Und ich vermag zu all dem auch nicht (wie manche andere) resigniert zu sagen:
Selawie!

Ich grüsse dich herzlich in eine bewegte Woche
Hausfrau Hanna

Alice Gabathuler hat gesagt…

Liebe Hausfrau Hanna

Dieses Immermehr und Optimierenmüssen hängt mir zum Hals raus. Leider ist es weit in die Berge vorgedrungen, wo die Gier nicht von Bankern kommt, sondern von Grundbesitzern und der Baubranche. Ich ertappe mich dabei, wie ich Auswanderungsgedanken an den nördlichsten Teil in Schottland wälze - um die Ruhe zu finden, die es in unserem Land nicht mehr gibt.

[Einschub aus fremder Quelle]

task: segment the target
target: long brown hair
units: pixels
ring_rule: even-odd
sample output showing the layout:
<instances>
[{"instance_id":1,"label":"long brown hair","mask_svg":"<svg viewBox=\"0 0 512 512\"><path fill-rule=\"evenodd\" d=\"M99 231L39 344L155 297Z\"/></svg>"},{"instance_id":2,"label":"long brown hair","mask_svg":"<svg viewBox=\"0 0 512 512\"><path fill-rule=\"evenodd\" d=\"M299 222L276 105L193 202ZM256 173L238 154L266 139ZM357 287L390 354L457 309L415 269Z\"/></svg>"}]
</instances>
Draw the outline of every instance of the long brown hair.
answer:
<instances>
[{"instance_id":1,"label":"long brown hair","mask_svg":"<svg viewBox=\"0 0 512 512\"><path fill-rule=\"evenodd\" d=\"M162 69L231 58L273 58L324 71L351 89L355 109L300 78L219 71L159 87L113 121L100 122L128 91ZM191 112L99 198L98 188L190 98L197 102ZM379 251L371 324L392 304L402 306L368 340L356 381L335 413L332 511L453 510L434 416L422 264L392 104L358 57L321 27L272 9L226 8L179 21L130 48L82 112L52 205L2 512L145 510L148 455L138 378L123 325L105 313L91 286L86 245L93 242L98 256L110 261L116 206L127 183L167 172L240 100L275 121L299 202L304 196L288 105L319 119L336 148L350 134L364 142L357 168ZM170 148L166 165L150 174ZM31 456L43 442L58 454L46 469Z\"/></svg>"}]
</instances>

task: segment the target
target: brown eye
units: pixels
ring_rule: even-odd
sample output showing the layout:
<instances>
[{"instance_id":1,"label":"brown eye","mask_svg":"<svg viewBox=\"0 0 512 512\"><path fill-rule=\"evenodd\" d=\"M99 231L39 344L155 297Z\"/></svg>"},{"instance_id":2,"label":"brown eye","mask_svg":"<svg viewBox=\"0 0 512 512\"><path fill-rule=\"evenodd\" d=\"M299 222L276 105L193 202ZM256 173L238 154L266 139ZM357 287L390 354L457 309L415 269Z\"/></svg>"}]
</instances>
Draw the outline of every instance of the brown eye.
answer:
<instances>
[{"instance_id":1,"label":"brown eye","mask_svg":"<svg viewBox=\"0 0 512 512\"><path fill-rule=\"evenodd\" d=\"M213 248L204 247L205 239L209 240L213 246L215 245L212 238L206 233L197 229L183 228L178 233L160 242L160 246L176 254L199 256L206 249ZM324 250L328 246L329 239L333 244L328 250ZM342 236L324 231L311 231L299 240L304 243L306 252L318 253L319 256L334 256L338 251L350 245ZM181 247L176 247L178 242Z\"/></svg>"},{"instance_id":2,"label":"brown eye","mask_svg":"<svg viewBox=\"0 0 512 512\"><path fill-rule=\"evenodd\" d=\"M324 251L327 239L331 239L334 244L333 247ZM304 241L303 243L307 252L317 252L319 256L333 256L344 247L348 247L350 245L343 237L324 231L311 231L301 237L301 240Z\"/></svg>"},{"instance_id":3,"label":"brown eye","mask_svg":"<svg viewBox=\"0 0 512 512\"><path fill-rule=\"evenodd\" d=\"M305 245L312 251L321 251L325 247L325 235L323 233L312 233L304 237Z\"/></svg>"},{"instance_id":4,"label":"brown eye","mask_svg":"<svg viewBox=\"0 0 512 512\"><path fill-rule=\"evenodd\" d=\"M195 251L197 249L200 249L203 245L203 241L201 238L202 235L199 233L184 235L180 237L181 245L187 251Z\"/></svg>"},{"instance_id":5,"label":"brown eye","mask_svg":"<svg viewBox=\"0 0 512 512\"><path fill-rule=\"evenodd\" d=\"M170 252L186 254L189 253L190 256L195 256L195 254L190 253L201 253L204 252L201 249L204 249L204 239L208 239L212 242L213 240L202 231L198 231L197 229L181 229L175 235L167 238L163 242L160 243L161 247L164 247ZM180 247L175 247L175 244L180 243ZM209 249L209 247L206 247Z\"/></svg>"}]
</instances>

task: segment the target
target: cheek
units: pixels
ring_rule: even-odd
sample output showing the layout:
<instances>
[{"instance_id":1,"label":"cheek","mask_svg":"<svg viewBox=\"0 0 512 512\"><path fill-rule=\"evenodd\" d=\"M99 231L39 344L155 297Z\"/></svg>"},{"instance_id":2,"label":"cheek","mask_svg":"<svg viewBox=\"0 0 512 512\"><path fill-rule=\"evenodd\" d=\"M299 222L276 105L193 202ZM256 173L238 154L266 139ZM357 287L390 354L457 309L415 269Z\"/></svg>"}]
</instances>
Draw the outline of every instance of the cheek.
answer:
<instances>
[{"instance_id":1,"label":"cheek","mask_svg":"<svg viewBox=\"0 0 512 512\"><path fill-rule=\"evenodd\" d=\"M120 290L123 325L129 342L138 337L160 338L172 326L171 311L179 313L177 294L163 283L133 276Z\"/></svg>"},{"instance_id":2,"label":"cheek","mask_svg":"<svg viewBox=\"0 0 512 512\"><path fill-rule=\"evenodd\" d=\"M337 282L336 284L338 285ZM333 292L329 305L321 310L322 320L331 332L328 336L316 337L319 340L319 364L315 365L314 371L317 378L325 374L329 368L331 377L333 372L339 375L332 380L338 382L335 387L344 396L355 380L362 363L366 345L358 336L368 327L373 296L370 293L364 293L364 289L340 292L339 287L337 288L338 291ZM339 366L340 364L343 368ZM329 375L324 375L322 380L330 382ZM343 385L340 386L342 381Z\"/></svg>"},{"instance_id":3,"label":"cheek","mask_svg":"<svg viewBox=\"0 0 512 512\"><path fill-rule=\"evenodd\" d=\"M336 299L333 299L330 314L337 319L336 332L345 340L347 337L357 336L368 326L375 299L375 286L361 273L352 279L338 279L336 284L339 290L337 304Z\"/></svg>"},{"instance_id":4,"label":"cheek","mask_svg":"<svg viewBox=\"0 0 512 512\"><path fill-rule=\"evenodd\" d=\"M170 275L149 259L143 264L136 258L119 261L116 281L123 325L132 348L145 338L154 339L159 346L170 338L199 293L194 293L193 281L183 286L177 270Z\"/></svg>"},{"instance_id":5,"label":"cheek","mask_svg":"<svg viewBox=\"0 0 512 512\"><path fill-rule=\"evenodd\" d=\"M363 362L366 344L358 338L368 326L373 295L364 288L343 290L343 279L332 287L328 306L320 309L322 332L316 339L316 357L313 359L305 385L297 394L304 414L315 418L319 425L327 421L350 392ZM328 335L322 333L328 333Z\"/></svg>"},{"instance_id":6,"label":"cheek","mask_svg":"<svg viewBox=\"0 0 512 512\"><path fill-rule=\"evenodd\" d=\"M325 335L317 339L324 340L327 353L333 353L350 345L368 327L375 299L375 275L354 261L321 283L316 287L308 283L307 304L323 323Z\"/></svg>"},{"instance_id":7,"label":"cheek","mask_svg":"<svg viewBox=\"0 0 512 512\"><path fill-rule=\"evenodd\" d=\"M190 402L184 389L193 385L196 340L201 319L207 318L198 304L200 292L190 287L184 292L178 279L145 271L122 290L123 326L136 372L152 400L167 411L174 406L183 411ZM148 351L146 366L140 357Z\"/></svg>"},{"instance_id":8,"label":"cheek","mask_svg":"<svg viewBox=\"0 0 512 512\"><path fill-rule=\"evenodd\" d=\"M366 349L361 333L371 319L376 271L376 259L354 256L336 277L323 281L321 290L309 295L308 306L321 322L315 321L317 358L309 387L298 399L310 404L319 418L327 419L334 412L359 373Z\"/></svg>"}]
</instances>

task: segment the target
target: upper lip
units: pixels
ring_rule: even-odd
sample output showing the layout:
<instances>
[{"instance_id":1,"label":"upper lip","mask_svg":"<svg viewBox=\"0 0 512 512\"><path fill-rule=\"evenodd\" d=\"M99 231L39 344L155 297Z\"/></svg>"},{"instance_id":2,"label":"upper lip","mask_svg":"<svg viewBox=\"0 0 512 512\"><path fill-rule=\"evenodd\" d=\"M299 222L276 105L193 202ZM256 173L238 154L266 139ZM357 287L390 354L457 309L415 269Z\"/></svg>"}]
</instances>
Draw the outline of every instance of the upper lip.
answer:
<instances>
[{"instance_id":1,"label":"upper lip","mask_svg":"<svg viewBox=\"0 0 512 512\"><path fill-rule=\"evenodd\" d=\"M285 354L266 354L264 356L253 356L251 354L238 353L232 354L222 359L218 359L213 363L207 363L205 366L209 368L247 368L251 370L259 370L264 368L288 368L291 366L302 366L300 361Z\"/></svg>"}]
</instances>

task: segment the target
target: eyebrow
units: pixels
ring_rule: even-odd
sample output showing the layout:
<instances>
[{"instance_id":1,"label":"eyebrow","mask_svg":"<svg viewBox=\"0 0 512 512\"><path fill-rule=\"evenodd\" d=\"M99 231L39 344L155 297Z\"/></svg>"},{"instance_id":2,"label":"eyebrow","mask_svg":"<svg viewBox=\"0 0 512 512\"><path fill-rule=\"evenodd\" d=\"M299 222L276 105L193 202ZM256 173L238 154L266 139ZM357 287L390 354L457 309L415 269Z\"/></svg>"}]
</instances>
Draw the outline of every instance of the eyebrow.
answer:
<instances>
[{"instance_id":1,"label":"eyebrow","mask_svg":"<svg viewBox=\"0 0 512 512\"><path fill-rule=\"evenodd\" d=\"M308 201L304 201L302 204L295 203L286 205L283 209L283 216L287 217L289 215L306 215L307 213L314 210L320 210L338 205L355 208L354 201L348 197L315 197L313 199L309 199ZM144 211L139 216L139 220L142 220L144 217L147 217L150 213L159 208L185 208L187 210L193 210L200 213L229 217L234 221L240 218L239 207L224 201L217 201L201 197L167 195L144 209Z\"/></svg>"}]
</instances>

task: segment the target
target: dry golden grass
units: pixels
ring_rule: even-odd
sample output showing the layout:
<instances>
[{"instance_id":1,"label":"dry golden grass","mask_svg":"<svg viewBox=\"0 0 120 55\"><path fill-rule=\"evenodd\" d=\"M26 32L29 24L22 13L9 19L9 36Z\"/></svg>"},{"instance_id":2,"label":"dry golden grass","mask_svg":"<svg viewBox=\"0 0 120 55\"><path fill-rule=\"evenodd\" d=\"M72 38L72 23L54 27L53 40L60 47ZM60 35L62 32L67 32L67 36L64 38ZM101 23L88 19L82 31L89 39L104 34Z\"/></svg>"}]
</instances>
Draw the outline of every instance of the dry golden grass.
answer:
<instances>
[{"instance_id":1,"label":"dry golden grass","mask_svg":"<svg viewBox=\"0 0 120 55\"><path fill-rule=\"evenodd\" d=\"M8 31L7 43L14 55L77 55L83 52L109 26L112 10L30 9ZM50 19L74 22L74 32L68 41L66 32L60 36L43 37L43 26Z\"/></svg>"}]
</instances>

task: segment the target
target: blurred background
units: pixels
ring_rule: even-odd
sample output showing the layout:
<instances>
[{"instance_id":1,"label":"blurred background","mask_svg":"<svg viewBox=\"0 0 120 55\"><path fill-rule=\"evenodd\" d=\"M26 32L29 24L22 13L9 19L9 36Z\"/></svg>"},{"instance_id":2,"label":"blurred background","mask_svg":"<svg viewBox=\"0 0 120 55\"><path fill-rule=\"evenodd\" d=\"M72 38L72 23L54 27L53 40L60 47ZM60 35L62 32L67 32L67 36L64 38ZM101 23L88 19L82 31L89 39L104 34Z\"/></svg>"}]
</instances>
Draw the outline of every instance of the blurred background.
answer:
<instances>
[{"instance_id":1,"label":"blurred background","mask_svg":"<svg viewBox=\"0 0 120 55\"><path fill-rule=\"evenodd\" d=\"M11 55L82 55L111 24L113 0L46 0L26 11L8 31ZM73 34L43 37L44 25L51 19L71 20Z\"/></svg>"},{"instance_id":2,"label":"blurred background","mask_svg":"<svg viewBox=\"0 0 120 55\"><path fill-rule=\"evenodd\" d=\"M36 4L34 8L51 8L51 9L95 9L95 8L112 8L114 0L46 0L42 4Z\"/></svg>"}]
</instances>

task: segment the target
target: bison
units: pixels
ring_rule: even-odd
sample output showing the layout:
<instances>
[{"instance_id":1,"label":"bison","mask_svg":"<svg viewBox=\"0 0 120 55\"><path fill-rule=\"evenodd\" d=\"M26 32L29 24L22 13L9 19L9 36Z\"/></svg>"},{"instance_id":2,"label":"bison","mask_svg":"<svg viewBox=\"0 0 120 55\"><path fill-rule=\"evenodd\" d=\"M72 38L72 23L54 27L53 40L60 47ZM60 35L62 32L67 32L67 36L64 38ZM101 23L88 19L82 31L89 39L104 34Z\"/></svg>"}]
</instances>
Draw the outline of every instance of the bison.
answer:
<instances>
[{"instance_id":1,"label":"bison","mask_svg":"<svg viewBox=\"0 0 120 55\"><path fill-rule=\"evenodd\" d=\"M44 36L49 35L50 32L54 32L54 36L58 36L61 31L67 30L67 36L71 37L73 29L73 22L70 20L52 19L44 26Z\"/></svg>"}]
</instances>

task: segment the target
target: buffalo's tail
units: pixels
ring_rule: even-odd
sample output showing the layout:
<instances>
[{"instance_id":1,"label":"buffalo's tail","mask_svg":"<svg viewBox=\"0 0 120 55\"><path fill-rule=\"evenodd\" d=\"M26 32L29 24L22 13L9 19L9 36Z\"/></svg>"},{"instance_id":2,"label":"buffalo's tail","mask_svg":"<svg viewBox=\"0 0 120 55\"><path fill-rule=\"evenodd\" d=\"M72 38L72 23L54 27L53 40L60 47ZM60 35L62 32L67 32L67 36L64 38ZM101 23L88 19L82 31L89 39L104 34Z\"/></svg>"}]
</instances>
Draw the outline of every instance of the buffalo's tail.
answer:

Und doch, ja: Ich resigniere. Ich schaue zu, wie das letzte bisschen Natur verschwindet und erinnere mich daran, wie meine Gotta schon vor Jahren sagte: "Wir sind die Indianer von heute." Ich erlebe, wie wir in der Zweitwohnungsinitiative gesagt haben: Bis hierher und nicht weiter. Und wie das dann alles zur Makulatur wurde, indem die Gier einiger weniger es schaffte, das Gesetz herauszuschieben. Wenn ich heute in die Berge fahre, bekomme ich das nakte Grauen. Wenn nur die Hälfte von dem Zeug gebaut wird, das jetzt geplant ist, machen wir uns alles kaputt. Und zwar wirklich kaputt. Ich habe keine Illusionen mehr. Vielleicht stimmen wir auch Ja zum Raumplanungsgesetz - und erleben dann, wie es ausgehöhlt und umgangen wird. Wir sind gerade dabei, unser Land in einem Ausmass zu zerstören, wie ich es nie für möglich gehalten hätte. Ich fühle mich hier nicht mehr zuhause.

Deshalb ziehe ich die Zwischenwelt vor. In dieser Zwischewelt kann ich gedanklich schon mal weg.